Any _routine_ doctor's visits? Dentist visits, even to get your teeth cleaned (as should be done every 6 months)? Church records -- first confession, confirmation, Sunday school, etc? Any volunteer work that might have been documented? Newspaper clippings (such as your Little League baseball batting average and team photo)? Postmarked letters or postcards you sent to others, maybe even to Germany?


----------



## BBCWatcher (Dec 28, 2012)

By the way, at least it's Germany (which effectively means all of the EU/EEA countries for you, including English speaking ones) as a worst case backstop and not, to pick a random example, Sudan. But I really, really hope DACA works for you.

Do you have any possible claim to U.S. citizenship through either your late mother or biological father? What brought your late mother to the U.S., if you know?


----------



## Bellthorpe (Jun 23, 2013)

BBCWatcher said:


> Any routine doctor's visits? Dentist visits, even to get your teeth cleaned (as should be done every 6 months)?


Heh. Only a dentist would say that, although most wouldn't. Are you a dentist by any chance?


----------



## twostep (Apr 3, 2008)

BBCWatcher said:


> Any personal photos -- including those of friends, family, and neighbors along the way who took your photo? Any domestic plane tickets in your name that might be recoverable? A Disney club card that helped you accumulate points? A stack of comic books or baseball cards of varying vintages stretching back to the time you arrived (or thereabouts)? Did you ever do any work that wasn't paid in cash under the table, and that might have generated a paper trail?
> 
> Any _routine_ doctor's visits? Dentist visits, even to get your teeth cleaned (as should be done every 6 months)? Church records -- first confession, confirmation, Sunday school, etc? Any volunteer work that might have been documented? Newspaper clippings (such as your Little League baseball batting average and team photo)? Postmarked letters or postcards you sent to others, maybe even to Germany?
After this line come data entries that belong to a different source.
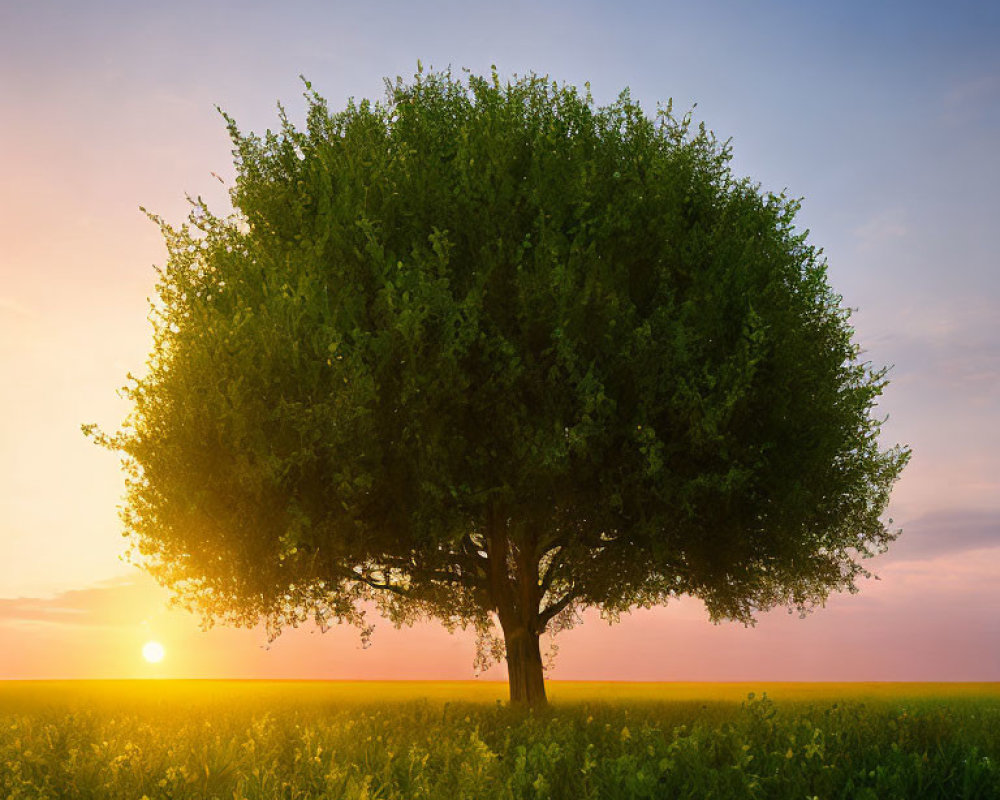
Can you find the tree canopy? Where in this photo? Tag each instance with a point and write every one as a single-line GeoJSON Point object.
{"type": "Point", "coordinates": [488, 352]}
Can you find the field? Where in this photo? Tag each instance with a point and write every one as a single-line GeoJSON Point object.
{"type": "Point", "coordinates": [164, 739]}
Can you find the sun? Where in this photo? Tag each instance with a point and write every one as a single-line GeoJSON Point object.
{"type": "Point", "coordinates": [153, 652]}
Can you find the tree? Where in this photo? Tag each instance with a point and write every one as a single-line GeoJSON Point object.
{"type": "Point", "coordinates": [489, 353]}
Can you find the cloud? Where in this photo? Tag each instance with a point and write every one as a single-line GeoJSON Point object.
{"type": "Point", "coordinates": [119, 601]}
{"type": "Point", "coordinates": [944, 532]}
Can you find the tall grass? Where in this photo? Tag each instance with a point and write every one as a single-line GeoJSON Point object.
{"type": "Point", "coordinates": [302, 740]}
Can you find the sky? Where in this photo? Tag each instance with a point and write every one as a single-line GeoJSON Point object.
{"type": "Point", "coordinates": [883, 117]}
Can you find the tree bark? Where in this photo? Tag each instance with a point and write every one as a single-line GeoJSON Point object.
{"type": "Point", "coordinates": [524, 667]}
{"type": "Point", "coordinates": [514, 589]}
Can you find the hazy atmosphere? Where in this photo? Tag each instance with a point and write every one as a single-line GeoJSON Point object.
{"type": "Point", "coordinates": [885, 120]}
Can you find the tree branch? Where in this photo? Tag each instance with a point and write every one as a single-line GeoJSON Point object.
{"type": "Point", "coordinates": [544, 617]}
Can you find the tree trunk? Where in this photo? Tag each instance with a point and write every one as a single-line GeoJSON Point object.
{"type": "Point", "coordinates": [524, 668]}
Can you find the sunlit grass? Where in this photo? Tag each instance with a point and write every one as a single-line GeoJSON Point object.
{"type": "Point", "coordinates": [174, 739]}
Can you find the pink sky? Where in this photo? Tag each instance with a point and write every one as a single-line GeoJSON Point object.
{"type": "Point", "coordinates": [104, 111]}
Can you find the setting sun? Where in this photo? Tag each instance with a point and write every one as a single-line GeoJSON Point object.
{"type": "Point", "coordinates": [153, 652]}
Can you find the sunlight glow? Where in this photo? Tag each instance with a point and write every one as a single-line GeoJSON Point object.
{"type": "Point", "coordinates": [153, 652]}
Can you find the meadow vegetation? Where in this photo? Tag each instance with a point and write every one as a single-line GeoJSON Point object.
{"type": "Point", "coordinates": [199, 740]}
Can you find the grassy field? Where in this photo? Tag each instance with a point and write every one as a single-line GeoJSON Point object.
{"type": "Point", "coordinates": [213, 739]}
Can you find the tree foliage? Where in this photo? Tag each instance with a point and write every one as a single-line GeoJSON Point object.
{"type": "Point", "coordinates": [487, 351]}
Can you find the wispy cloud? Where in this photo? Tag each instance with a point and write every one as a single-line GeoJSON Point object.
{"type": "Point", "coordinates": [947, 531]}
{"type": "Point", "coordinates": [118, 601]}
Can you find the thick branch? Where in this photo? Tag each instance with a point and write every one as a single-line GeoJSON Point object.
{"type": "Point", "coordinates": [379, 584]}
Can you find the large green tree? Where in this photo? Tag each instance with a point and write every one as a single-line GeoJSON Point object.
{"type": "Point", "coordinates": [489, 353]}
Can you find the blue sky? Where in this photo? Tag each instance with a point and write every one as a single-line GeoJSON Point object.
{"type": "Point", "coordinates": [884, 117]}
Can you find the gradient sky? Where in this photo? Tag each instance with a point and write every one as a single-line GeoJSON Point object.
{"type": "Point", "coordinates": [884, 117]}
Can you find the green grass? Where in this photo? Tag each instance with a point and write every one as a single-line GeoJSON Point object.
{"type": "Point", "coordinates": [165, 739]}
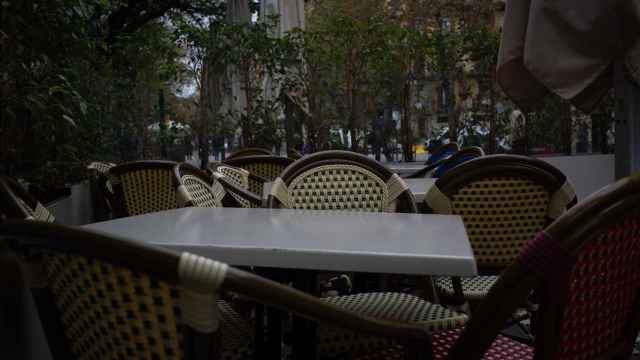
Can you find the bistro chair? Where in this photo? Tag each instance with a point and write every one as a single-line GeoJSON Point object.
{"type": "Point", "coordinates": [101, 166]}
{"type": "Point", "coordinates": [17, 203]}
{"type": "Point", "coordinates": [437, 169]}
{"type": "Point", "coordinates": [340, 180]}
{"type": "Point", "coordinates": [504, 200]}
{"type": "Point", "coordinates": [113, 305]}
{"type": "Point", "coordinates": [142, 187]}
{"type": "Point", "coordinates": [248, 152]}
{"type": "Point", "coordinates": [585, 270]}
{"type": "Point", "coordinates": [197, 188]}
{"type": "Point", "coordinates": [236, 195]}
{"type": "Point", "coordinates": [261, 168]}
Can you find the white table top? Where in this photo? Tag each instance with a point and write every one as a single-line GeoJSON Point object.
{"type": "Point", "coordinates": [418, 187]}
{"type": "Point", "coordinates": [314, 240]}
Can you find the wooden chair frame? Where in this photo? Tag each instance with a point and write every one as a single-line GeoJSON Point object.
{"type": "Point", "coordinates": [164, 265]}
{"type": "Point", "coordinates": [406, 201]}
{"type": "Point", "coordinates": [578, 227]}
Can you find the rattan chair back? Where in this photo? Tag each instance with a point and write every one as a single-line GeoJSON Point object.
{"type": "Point", "coordinates": [142, 187]}
{"type": "Point", "coordinates": [17, 203]}
{"type": "Point", "coordinates": [341, 180]}
{"type": "Point", "coordinates": [585, 270]}
{"type": "Point", "coordinates": [261, 168]}
{"type": "Point", "coordinates": [236, 195]}
{"type": "Point", "coordinates": [237, 176]}
{"type": "Point", "coordinates": [101, 166]}
{"type": "Point", "coordinates": [504, 201]}
{"type": "Point", "coordinates": [197, 188]}
{"type": "Point", "coordinates": [248, 152]}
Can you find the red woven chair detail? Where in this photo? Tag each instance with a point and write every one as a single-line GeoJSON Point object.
{"type": "Point", "coordinates": [502, 347]}
{"type": "Point", "coordinates": [545, 256]}
{"type": "Point", "coordinates": [602, 288]}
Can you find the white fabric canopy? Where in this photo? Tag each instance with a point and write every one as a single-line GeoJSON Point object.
{"type": "Point", "coordinates": [566, 47]}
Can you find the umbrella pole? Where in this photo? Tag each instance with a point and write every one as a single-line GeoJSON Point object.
{"type": "Point", "coordinates": [627, 147]}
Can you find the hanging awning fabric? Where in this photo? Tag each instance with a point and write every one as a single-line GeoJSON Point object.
{"type": "Point", "coordinates": [566, 47]}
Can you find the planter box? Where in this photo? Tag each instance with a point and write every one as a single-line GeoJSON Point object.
{"type": "Point", "coordinates": [75, 209]}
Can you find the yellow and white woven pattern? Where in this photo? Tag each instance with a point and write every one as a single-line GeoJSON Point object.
{"type": "Point", "coordinates": [200, 193]}
{"type": "Point", "coordinates": [40, 213]}
{"type": "Point", "coordinates": [500, 215]}
{"type": "Point", "coordinates": [101, 167]}
{"type": "Point", "coordinates": [236, 176]}
{"type": "Point", "coordinates": [338, 187]}
{"type": "Point", "coordinates": [110, 312]}
{"type": "Point", "coordinates": [148, 190]}
{"type": "Point", "coordinates": [385, 306]}
{"type": "Point", "coordinates": [474, 288]}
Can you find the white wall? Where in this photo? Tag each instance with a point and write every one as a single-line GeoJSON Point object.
{"type": "Point", "coordinates": [588, 173]}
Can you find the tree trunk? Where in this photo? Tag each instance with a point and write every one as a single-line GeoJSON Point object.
{"type": "Point", "coordinates": [566, 127]}
{"type": "Point", "coordinates": [492, 120]}
{"type": "Point", "coordinates": [405, 125]}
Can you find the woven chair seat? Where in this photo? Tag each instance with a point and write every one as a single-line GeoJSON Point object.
{"type": "Point", "coordinates": [502, 348]}
{"type": "Point", "coordinates": [386, 306]}
{"type": "Point", "coordinates": [473, 288]}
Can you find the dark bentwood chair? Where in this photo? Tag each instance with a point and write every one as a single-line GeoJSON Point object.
{"type": "Point", "coordinates": [440, 167]}
{"type": "Point", "coordinates": [17, 203]}
{"type": "Point", "coordinates": [504, 201]}
{"type": "Point", "coordinates": [118, 298]}
{"type": "Point", "coordinates": [585, 270]}
{"type": "Point", "coordinates": [197, 188]}
{"type": "Point", "coordinates": [248, 152]}
{"type": "Point", "coordinates": [142, 187]}
{"type": "Point", "coordinates": [262, 169]}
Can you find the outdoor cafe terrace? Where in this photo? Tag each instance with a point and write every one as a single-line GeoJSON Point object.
{"type": "Point", "coordinates": [205, 234]}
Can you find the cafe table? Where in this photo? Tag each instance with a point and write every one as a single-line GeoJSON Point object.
{"type": "Point", "coordinates": [308, 241]}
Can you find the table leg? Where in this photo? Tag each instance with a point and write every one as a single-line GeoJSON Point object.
{"type": "Point", "coordinates": [273, 347]}
{"type": "Point", "coordinates": [304, 331]}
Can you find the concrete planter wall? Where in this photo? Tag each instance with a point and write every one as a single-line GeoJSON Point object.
{"type": "Point", "coordinates": [588, 173]}
{"type": "Point", "coordinates": [76, 209]}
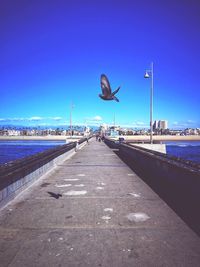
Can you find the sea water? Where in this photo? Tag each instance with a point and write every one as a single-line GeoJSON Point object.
{"type": "Point", "coordinates": [188, 150]}
{"type": "Point", "coordinates": [12, 150]}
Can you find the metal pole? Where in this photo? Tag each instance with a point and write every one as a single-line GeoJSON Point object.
{"type": "Point", "coordinates": [71, 118]}
{"type": "Point", "coordinates": [151, 106]}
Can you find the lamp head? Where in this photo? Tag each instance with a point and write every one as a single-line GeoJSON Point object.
{"type": "Point", "coordinates": [146, 75]}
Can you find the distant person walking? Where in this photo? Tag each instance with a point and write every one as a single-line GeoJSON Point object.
{"type": "Point", "coordinates": [76, 147]}
{"type": "Point", "coordinates": [87, 140]}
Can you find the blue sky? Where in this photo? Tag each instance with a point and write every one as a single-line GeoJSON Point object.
{"type": "Point", "coordinates": [52, 54]}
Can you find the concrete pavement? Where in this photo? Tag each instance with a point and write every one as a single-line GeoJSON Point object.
{"type": "Point", "coordinates": [93, 210]}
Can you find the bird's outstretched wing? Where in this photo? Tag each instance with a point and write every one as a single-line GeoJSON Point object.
{"type": "Point", "coordinates": [105, 85]}
{"type": "Point", "coordinates": [113, 93]}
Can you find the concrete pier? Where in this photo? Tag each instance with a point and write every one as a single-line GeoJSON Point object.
{"type": "Point", "coordinates": [93, 210]}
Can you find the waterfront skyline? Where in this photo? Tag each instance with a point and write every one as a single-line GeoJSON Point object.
{"type": "Point", "coordinates": [53, 53]}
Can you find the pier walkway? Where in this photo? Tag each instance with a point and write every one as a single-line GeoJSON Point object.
{"type": "Point", "coordinates": [93, 210]}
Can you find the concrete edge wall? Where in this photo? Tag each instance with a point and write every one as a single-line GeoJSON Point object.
{"type": "Point", "coordinates": [11, 191]}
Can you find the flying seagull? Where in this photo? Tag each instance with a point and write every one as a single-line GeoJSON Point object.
{"type": "Point", "coordinates": [106, 89]}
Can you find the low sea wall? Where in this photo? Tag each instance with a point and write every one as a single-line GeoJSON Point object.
{"type": "Point", "coordinates": [17, 175]}
{"type": "Point", "coordinates": [175, 180]}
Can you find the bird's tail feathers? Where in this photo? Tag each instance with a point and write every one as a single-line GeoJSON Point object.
{"type": "Point", "coordinates": [115, 98]}
{"type": "Point", "coordinates": [115, 91]}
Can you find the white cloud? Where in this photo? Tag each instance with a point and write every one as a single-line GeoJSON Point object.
{"type": "Point", "coordinates": [140, 124]}
{"type": "Point", "coordinates": [97, 118]}
{"type": "Point", "coordinates": [56, 118]}
{"type": "Point", "coordinates": [35, 118]}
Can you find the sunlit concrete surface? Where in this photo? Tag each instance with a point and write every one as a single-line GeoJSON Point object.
{"type": "Point", "coordinates": [93, 210]}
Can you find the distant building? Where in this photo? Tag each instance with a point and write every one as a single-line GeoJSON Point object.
{"type": "Point", "coordinates": [155, 125]}
{"type": "Point", "coordinates": [160, 125]}
{"type": "Point", "coordinates": [163, 125]}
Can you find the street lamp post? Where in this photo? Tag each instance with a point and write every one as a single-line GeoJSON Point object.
{"type": "Point", "coordinates": [149, 74]}
{"type": "Point", "coordinates": [71, 107]}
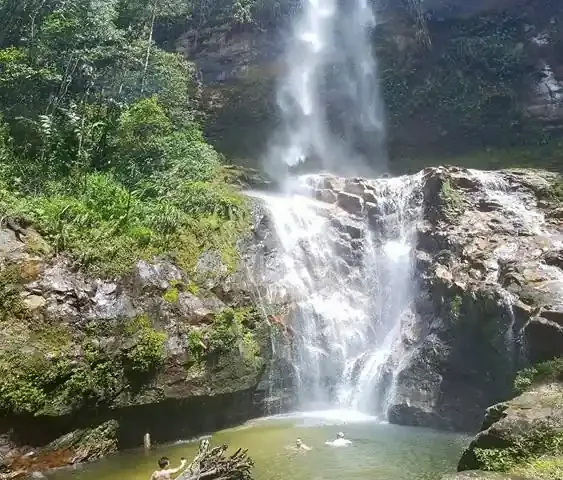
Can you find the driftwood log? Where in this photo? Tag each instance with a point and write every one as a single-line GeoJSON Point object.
{"type": "Point", "coordinates": [213, 464]}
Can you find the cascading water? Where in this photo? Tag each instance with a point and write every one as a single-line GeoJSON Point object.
{"type": "Point", "coordinates": [351, 278]}
{"type": "Point", "coordinates": [348, 272]}
{"type": "Point", "coordinates": [329, 97]}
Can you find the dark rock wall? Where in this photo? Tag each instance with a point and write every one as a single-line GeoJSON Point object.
{"type": "Point", "coordinates": [455, 75]}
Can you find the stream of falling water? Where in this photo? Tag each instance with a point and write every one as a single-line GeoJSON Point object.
{"type": "Point", "coordinates": [352, 278]}
{"type": "Point", "coordinates": [351, 275]}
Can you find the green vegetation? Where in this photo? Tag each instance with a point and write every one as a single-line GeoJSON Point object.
{"type": "Point", "coordinates": [59, 374]}
{"type": "Point", "coordinates": [545, 155]}
{"type": "Point", "coordinates": [529, 450]}
{"type": "Point", "coordinates": [232, 329]}
{"type": "Point", "coordinates": [171, 295]}
{"type": "Point", "coordinates": [99, 147]}
{"type": "Point", "coordinates": [545, 372]}
{"type": "Point", "coordinates": [451, 200]}
{"type": "Point", "coordinates": [547, 467]}
{"type": "Point", "coordinates": [455, 308]}
{"type": "Point", "coordinates": [464, 78]}
{"type": "Point", "coordinates": [11, 304]}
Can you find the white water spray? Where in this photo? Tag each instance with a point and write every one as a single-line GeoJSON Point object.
{"type": "Point", "coordinates": [352, 278]}
{"type": "Point", "coordinates": [348, 273]}
{"type": "Point", "coordinates": [329, 96]}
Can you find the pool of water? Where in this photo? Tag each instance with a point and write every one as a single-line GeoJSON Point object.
{"type": "Point", "coordinates": [379, 451]}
People who move around, probably live from cash job to cash job, do not send their children to school, ... are not very likely to have Disney bonus cards, get their teeth cleaned every six months, are members of a church and play Little League


----------



## BBCWatcher (Dec 28, 2012)

I ask the questions, _but I do not prejudge_. I really wish there were less of that here. 

Let's let Pyrrhic answer. I'm trying to give him some creative ideas -- you know, to be _helpful_. How about we all try that for a change?


----------



## Pyrrhic (Dec 30, 2014)

BBCWatcher said:


> Any personal photos -- including those of friends, family, and neighbors along the way who took your photo? Any domestic plane tickets in your name that might be recoverable? A Disney club card that helped you accumulate points? A stack of comic books or baseball cards of varying vintages stretching back to the time you arrived (or thereabouts)? Did you ever do any work that wasn't paid in cash under the table, and that might have generated a paper trail?
> 
> Any _routine_ doctor's visits? Dentist visits, even to get your teeth cleaned (as should be done every 6 months)? Church records -- first confession, confirmation, Sunday school, etc? Any volunteer work that might have been documented? Newspaper clippings (such as your Little League baseball batting average and team photo)? Postmarked letters or postcards you sent to others, maybe even to Germany?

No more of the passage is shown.